GitHub - pablocael/pynear: A python library for efficient KNN search within metric spaces using multiple distance functions.

10 min read Original article ↗

PyPI version Python versions CI License: MIT GitHub stars

Fast KNN that doesn't make you choose between exact answers and production speed. Drop-in for scikit-learn. SIMD-accelerated. Binary Multi-Index Hashing that beats Faiss's own MIH at matched recall — and finds 512-bit near-duplicates ~40× faster than Faiss's brute-force scan at 100% recall.

PyNear demo

PyNear is a metric-space nearest-neighbour library with a C++ core: exact VP-Trees up to ~256-D, IVF-Flat for approximate float search at 512–1024-D (embeddings, RAG), and Multi-Index Hashing / IVF-Binary for Hamming search on binary descriptors — one small, NumPy-only API with a scikit-learn drop-in and pre-built wheels (pip install pynear).


Table of Contents


Introduction

Search, recommendation, deduplication, and retrieval-augmented generation all reduce to the same primitive: turn an item — an image, an audio clip, a document, a face — into a descriptor (a fixed-length vector or bit-string), then find the descriptors nearest to it. Similar items map to nearby points, so "find similar" becomes "find nearest neighbours."

The right way to search depends on the data, and PyNear gives you one API for all three regimes instead of forcing every problem through the same tool:

  • Low-to-mid dimensions (a few up to ~256-D) — exact tree search wins. A VP-Tree prunes by distance to vantage points and returns the true nearest neighbours, no recall loss, no tuning.
  • High-dimensional float vectors (512–1024-D embeddings) — exact pruning collapses (the curse of dimensionality), so IVF-Flat trades a sliver of recall for large speed-ups.
  • Binary descriptors (ORB, BRIEF, perceptual hashes, SimHash) — Hamming distance plus Multi-Index Hashing uses the pigeonhole principle to find near-duplicates without scanning the whole dataset.

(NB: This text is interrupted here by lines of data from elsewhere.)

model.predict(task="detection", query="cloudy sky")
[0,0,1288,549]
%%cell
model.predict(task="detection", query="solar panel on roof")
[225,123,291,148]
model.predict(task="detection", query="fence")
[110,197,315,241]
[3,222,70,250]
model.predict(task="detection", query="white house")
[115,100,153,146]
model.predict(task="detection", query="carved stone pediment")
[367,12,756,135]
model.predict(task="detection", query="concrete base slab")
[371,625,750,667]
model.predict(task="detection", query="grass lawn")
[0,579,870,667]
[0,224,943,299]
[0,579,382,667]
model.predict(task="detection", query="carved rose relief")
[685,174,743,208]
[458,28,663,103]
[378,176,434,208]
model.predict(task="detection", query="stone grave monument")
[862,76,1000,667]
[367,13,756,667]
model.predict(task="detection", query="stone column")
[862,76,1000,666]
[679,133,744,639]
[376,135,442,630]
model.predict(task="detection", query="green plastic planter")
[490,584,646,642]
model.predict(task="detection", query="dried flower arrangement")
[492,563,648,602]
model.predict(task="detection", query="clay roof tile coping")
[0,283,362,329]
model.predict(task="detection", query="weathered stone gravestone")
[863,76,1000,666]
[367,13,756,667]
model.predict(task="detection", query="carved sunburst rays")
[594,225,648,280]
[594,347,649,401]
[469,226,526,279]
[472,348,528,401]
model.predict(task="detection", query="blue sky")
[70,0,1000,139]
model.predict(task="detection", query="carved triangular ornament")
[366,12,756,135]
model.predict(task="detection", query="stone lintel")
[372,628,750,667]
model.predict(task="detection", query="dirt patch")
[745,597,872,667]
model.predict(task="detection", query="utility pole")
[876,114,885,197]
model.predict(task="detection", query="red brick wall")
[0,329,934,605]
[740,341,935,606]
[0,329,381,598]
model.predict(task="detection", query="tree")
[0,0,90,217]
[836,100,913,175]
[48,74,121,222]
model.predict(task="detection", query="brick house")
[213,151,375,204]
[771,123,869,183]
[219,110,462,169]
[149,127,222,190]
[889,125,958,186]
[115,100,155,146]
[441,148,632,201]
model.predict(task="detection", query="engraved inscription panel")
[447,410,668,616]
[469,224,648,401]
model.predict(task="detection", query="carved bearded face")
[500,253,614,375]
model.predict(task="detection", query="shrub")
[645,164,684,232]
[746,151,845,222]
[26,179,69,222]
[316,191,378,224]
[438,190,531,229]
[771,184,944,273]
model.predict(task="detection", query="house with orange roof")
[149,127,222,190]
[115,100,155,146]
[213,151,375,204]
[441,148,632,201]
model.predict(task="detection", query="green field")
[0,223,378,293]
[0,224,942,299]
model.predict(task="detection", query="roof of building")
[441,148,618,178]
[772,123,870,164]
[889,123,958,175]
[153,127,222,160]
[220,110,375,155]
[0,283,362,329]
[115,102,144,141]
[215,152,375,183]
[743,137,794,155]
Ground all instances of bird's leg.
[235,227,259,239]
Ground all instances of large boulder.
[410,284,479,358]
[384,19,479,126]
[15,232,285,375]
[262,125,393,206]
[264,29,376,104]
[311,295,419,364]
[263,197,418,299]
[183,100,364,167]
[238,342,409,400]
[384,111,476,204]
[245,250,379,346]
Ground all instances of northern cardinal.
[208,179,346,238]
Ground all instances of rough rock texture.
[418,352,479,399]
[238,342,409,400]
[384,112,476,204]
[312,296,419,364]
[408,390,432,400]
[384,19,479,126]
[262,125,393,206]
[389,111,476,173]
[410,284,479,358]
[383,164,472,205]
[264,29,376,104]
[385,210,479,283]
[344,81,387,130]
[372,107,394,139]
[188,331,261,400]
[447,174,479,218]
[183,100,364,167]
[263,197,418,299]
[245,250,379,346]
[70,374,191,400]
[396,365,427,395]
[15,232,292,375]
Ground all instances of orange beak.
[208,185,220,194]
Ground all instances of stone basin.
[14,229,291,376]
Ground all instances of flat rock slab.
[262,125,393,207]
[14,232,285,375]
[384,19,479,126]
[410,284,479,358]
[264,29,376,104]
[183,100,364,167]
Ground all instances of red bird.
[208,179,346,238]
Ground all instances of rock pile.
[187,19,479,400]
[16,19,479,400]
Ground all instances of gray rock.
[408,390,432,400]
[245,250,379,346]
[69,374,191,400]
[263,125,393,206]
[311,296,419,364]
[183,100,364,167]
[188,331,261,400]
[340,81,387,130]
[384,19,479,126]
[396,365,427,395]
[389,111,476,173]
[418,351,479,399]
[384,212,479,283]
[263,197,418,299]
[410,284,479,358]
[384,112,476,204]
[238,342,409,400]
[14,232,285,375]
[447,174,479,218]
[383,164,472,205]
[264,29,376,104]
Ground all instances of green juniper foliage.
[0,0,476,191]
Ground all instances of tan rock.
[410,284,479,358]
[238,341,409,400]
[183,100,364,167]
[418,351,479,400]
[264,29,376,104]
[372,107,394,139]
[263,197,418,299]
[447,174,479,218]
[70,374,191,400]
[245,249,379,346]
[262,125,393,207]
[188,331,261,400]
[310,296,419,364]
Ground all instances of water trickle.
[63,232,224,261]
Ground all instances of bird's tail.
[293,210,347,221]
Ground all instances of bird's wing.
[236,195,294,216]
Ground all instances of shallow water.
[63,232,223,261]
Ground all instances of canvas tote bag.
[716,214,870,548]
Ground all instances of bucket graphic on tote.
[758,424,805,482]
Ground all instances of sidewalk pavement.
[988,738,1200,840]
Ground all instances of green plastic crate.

What people build with it:

  • Image / video deduplication & copy detection — perceptual-hash / ORB descriptors + MIHBinaryIndex.
  • Audio fingerprinting (Shazam-style) — spectrogram-peak descriptors + Hamming search.
  • Semantic & RAG retrieval — text/image embeddings + IVFFlatCosineIndex.
  • Classic ML — drop-in KNeighborsClassifier / Regressor backed by VP-Trees.

New to nearest-neighbour search? See docs/intro.md for a gentle, jargon-free introduction — or the deep dive, The shared recipe behind image search, Shazam, and RAG.


Why PyNear?

PyNear Faiss Annoy scikit-learn
Metric agnostic ✅ L2, L1, L∞, cosine, Hamming L2 / IP / cosine L2 / cosine / Hamming L2 / others
Binary / Hamming approx ✅ MIH + IVF, faster than Faiss MIH ✅ MIH + IVF
scikit-learn drop-in ✅ adapter classes
Zero native deps ✅ NumPy only ❌ compiled lib + optional GPU

Full comparison →


Installation

Requires Python 3.8+ and NumPy ≥ 1.21.2. Pre-built wheels are available for Linux, macOS (x86-64 and Apple Silicon), and Windows — no compiler needed.


Quick start

PyNear's two headline indices: exact VP-Trees for low-to-mid dimensions, and Multi-Index Hashing for binary descriptors.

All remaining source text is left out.